Energy production and alternative energy by Debra A. Miller 123 p. Farmington Hills: Greenhaven 2011. 978-0-7377-5106-2
All of the volumes in Greenhaven’s Confronting Global Warming series accept climate change as a given and offer explanations of potential consequences and some possible mitigations. Textual analysis is supported by raw data, a range of charts vividly depicting energy shortages and consumption habits, gas emissions over time and by source, and consumption based on economic sector.
The change, the book posits, began when energy requirements increased markedly at what we can now see is a fossil fuel era. Beginning with the Industrial Revolution, steam and then oil engines fueled the evolving electrical grids and transportation systems. Now both consumption and emissions have risen in tandem, with the end result energy-related global warming in concert with dangerous dependence on finite resources. Burning those resources contributes to frequent heat waves, heavier precipitation, and higher sea levels. But given new energy demands in the developing world, regulating dependence on fossil fuels is often presented as the prerogative of post-industrial countries, given the historic association of carbon emissions with economic growth and development. But with global oil consumption verging on a half gallon of oil per capita per day and more than two thirds of that related to transportation, the demands for alternative sources are apparent.
If peak oil does inspire exploration of less conventional energy sources and force transportation innovation, global consensus will be required with regard to curtailing other sources of carbon emissions.This book catalogs domestic regulatory measures to improve energy efficiency standards for buildings, appliances, electronics, and other consumer products, both through transparency in energy star ratings and efforts to promote energy efficiency written into the economic stimulus plan. Other energy efficiency measures described include lifestyle changes, such as limiting travel and improving weatherproofing and insulation. There are other, biological mechanisms described with potential for generating energy, including geoengineering projects advocating reforestation to stimulate plankton growth.

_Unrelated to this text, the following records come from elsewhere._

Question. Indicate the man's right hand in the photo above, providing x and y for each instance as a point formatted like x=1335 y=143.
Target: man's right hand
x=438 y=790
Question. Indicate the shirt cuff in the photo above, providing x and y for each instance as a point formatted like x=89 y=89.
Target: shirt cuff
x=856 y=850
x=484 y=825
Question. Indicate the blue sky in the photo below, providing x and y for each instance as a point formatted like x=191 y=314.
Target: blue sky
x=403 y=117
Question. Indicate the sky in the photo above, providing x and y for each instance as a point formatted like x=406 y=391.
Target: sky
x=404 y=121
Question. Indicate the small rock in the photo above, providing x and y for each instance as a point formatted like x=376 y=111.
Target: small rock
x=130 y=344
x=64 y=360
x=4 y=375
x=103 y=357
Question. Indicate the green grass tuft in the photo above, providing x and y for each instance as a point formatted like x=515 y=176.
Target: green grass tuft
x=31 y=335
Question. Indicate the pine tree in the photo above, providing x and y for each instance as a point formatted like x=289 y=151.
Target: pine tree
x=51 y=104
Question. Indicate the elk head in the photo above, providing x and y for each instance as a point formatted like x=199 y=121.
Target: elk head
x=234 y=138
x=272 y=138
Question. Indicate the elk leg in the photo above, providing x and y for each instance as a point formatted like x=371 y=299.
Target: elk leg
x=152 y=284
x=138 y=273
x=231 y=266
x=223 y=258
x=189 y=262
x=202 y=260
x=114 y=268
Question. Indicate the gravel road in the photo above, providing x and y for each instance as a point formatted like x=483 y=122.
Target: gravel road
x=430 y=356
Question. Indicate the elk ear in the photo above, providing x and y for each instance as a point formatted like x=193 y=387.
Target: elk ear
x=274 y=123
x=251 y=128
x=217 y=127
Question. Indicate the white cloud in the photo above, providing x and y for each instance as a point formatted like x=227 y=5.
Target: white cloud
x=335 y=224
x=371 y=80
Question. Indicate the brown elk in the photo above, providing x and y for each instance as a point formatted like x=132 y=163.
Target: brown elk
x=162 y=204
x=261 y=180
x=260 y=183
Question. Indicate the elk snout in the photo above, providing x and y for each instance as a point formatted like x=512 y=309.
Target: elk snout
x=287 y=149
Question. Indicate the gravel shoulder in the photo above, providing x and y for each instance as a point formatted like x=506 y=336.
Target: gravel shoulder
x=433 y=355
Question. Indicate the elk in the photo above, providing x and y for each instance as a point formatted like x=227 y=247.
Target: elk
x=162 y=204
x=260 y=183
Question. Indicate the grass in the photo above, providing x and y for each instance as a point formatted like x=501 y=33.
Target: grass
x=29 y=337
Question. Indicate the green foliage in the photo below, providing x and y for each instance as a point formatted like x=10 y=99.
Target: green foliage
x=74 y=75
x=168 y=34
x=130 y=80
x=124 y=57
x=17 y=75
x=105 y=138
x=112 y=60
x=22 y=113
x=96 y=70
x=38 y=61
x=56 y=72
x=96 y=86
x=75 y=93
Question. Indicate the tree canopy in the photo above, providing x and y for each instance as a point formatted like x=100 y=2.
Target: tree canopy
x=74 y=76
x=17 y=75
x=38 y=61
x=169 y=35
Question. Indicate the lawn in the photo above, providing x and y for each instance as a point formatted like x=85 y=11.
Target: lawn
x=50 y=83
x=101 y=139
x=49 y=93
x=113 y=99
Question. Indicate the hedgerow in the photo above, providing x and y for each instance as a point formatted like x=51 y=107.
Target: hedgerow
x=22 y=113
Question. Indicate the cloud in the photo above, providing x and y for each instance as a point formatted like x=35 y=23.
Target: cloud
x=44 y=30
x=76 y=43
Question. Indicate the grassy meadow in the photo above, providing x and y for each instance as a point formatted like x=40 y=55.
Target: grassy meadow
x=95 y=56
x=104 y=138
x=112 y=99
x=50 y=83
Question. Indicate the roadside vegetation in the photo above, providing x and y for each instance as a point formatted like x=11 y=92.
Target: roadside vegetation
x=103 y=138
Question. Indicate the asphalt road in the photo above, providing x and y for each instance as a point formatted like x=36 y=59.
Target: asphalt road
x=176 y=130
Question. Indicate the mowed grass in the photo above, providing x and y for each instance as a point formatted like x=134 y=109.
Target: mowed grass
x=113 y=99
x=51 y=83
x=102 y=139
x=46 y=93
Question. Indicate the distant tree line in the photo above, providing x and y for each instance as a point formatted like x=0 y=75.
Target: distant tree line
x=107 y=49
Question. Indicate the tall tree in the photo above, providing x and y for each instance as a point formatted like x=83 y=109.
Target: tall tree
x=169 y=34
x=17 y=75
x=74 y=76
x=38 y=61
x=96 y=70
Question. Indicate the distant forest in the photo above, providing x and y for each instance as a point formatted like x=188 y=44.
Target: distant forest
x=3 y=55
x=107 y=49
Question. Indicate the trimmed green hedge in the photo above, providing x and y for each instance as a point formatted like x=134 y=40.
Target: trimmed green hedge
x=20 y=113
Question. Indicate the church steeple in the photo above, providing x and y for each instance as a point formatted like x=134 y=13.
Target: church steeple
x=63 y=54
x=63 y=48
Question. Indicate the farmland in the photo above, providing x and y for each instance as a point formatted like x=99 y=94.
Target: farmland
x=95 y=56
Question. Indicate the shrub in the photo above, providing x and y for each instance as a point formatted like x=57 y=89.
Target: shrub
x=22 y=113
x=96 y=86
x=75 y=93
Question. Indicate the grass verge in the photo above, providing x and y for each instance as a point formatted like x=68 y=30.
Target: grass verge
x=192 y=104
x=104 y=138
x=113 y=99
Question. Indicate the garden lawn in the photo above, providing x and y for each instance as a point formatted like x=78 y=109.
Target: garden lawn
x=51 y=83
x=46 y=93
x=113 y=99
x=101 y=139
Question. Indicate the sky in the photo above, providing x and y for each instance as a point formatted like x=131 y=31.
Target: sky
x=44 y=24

Maps throughout show clean energy job distribution, international rates of carbon emissions in terms of relationships to target rates, and U.S. shale deposits, but cleaner coal and natural gas are limited to description as transitional steps. While technology concerns itself with cleaner and more renewable sources, existing biofuels have been shown to negatively affect food prices, and global warming could mean less moving water for hydroelectric energy production. Despite one model for clean energy in the southeast African nation of Malawi, wind-generated electricity is characterized as inefficient and expensive. Other possibilities include renewable geothermal heat in the earth’s crust, believed to surpasses the energy required by human needs.
There are discussions of the political opposition and environmental impact of alternative energy, but the energy crisis is presented as global race with China for improved technologies to fuel the coming century. The series manages to present factual information - which can be at times lost in the miasma of ideological associations related to global warming and climate change discussions - in a well-documented and politically neutral format. Each chapter ends with notes on sources, and the conclusion summarizes the entire text succinctly. There is a five page glossary, list of resources for further resources in a variety of formats, and an extensive subject index. Recommended for school libraries.